Mit der Zeit verschob sich mein Blick auf den Film. Was mich früher vor allem unterhielt, hat heute eine zweite Ebene. Die Figur der Taubenfrau, die Einsamkeit in der riesigen Stadt und die Wärme der Begegnung lassen sich gut mit der Theorie der narrativen Identität verbinden. Diese besagt, dass Menschen ihre Identität durch Geschichten formen – durch Geschichten, die sie über sich selbst, über andere und über die Welt erzählen.
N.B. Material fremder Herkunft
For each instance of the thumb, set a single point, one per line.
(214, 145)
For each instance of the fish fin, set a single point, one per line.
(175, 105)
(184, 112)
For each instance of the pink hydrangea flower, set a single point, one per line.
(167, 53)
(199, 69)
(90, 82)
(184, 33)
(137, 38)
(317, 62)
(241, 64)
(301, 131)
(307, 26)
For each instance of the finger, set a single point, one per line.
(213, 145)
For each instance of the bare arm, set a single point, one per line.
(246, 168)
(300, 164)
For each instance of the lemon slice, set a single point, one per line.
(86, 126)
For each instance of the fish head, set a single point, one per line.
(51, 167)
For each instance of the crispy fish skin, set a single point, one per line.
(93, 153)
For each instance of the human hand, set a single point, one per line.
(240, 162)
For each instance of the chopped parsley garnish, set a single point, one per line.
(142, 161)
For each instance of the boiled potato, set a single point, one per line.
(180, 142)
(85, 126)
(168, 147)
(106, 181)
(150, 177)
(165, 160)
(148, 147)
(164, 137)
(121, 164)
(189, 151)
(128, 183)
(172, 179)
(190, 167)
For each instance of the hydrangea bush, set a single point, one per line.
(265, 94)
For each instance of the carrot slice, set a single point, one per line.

Der Film erzählt eine Grossstadterzählung über Einsamkeit, Hoffnung und Unerwartetheit. Vielleicht sehe ich mich darin wieder, weil auch ich in Städten nicht nur Orte, sondern Spiegel sehe: Resonanzräume, die mich gleichzeitig fordern und stärken.
Es ist denkbar, dass ich den Film jedes Jahr schaue, weil er mich an meine eigenen inneren Erzählungen erinnert. Vielleicht auch, weil er mir eine symbolische Reise ermöglicht, wenn die Energie fehlt, eine reale zu unternehmen. Oder weil er mich an die Bedeutung ästhetischer Bildung erinnert: an die Einsicht, dass Filme, Bilder und Geschichten nicht nur zur Unterhaltung existieren, sondern als Räume, in denen man sich selbst erkennt.
Und so ist das jährliche Ansehen zu einem stillen Gruss an mich selbst geworden. An die Seite von mir, die in der filmischen Version von New York Freiheit spürt. An die Seite, die ihre Kraft aus Räumen der Fantasie und der ästhetischen Erfahrung zieht. Und an die Seite, die inmitten der Ruhe des Dezembers ein kleines Stück urbane Weite benötigt, um sich wieder zu ordnen.